James Mai

Professor of Art
Illinois State University
Normal, Illinois 61790
Much of my studio work is centered upon generating complete sets of forms within some specific parameters, and then reducing the set to the fewest number of distinct forms. Distinct, here, means those forms that are unlike any other form after reflection or rotation. A high priority in my work is to make the mathematical order of the set visually discernible, apart from any verbal or mathematical description. Since there are usually multiple levels of order in a form-set, I endeavor to employ color, scale, orientation, and position to denote the various similarities and differences among the forms.
Orrery (2 orbits, symmetric)
20 x 20 cm
archival digital print
2016
The 16 forms in “Orrery (2 orbits, symmetric)” are a subset of 88 total “loop-forms” whose shapes result from all possible closed paths that pass through 2 of 3 points (green, orange, violet dots) along 4 radii extending from a center (black dot). All loop-forms in this composition are symmetrical, their axes aligned on a 45-degree diagonal. Colors and positions of the loop-forms reveal the following characteristics: (A) line colors indicate the combination of points contacted by the loop (or, easier to see, the 4 points not contacted), and these are aligned in rows; (B) 2 groups of 8 forms (parallelograms, left and right) show loop-forms with 1 intersection/2 regions (right-hand group) and 3 intersections/4 regions (left-hand group).
Blocks (5-strut-forms, squares)
20 x 20 cm
archival digital print
2016
The 15 forms in “Blocks (5-strut-forms, squares)” are a subset of 54 total “5-strut-forms” whose shapes result from all possible line-connections among 6 points in a square-grid point-array. The shapes in this composition are the set of 5-strut-forms that fit within a 3x3 square format (i.e., with point-arrays 3 units in height and width).
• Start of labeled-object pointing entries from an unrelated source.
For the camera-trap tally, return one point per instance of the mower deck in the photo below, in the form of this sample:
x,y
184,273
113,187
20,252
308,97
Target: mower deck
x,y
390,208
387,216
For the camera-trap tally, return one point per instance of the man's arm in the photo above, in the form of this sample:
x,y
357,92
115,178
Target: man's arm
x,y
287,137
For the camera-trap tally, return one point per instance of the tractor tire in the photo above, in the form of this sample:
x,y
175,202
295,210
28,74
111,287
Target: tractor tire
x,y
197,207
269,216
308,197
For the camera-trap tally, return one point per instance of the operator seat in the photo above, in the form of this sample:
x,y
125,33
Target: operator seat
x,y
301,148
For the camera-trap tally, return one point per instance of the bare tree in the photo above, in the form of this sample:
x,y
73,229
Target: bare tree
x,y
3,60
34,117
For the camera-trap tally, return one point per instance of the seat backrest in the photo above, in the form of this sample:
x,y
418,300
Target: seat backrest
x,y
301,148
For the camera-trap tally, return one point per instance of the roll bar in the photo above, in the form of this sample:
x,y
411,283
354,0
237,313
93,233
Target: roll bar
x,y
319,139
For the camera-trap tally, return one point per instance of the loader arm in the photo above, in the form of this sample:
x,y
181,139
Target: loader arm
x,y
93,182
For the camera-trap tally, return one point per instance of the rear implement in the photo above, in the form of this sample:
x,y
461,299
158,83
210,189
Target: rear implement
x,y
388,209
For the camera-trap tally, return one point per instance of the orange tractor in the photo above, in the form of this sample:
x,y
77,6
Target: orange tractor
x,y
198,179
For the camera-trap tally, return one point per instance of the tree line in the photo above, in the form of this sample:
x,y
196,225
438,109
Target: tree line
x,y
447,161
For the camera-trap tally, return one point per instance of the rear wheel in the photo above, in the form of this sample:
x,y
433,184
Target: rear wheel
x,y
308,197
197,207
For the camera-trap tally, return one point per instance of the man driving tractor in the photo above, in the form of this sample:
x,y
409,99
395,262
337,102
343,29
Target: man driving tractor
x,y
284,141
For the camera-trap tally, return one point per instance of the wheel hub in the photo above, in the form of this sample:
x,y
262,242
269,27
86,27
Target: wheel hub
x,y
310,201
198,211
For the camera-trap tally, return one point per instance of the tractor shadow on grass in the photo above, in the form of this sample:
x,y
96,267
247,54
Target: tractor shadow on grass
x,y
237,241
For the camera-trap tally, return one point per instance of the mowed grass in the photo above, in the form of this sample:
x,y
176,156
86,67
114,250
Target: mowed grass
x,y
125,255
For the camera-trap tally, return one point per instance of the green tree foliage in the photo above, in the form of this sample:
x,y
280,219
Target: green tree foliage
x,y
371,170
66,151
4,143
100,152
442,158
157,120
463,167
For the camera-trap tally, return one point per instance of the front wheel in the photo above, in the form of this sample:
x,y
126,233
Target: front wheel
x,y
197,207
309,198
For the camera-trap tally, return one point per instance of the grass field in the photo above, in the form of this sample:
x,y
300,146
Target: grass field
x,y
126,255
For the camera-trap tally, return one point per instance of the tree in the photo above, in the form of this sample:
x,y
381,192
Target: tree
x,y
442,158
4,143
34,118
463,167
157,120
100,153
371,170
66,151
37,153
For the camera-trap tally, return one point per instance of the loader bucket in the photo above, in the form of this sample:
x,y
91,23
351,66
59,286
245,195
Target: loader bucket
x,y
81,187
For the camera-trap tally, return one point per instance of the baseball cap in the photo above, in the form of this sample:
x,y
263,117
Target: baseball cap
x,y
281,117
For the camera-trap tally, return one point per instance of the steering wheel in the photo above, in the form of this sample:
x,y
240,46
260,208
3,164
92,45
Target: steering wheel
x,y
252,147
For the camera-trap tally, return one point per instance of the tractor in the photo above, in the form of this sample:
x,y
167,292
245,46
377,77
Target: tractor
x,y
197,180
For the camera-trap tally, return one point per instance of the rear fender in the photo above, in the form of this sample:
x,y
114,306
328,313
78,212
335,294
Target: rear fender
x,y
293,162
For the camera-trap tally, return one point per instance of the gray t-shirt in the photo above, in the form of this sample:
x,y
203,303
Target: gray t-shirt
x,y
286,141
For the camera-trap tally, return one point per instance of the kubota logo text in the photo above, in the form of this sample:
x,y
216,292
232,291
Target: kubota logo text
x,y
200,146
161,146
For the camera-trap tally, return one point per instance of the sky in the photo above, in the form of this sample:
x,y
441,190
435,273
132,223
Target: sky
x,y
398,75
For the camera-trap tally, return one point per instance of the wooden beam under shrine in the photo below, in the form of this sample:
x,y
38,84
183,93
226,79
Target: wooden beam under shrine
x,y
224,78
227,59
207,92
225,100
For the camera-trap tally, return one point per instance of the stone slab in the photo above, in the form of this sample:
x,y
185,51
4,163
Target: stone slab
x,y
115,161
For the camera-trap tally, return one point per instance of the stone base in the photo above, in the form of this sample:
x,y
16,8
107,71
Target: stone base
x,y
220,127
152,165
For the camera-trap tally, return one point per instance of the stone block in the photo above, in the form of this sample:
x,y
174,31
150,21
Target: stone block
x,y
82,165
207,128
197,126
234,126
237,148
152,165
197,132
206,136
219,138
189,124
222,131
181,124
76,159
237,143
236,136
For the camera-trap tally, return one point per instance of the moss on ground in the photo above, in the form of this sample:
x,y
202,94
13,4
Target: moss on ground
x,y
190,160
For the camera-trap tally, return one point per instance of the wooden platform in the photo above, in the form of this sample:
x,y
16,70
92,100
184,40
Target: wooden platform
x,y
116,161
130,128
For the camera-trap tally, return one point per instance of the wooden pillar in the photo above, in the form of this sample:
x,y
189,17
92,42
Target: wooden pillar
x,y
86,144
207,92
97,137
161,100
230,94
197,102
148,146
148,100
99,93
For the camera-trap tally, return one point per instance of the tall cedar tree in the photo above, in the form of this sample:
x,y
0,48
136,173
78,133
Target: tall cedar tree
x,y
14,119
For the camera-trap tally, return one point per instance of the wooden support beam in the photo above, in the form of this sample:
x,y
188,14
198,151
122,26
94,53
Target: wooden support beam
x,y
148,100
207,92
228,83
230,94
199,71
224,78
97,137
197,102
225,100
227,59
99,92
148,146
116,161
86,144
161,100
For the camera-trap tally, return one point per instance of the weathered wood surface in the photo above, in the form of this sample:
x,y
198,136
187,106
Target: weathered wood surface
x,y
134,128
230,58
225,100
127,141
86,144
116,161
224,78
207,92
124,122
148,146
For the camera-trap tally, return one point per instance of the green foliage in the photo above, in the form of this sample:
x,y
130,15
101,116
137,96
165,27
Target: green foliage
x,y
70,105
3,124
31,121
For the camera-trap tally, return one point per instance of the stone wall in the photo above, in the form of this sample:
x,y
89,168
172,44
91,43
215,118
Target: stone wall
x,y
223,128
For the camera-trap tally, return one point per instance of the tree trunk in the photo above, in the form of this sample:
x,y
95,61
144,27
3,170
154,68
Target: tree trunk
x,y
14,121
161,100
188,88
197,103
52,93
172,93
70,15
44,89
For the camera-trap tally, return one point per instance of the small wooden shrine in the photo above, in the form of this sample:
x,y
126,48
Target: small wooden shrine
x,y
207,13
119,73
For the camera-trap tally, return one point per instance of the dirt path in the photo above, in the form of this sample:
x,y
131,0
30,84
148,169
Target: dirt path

Colors and positions distinguish the following features among members of the set: (A) blue squares show strut-forms with T-junctures, yellow squares show paths without intersections, and a single red square shows the only path with an X-intersection; (B) the topmost strut-form with black dots is the single symmetrical example in this set, all other forms with white dots are asymmetrical.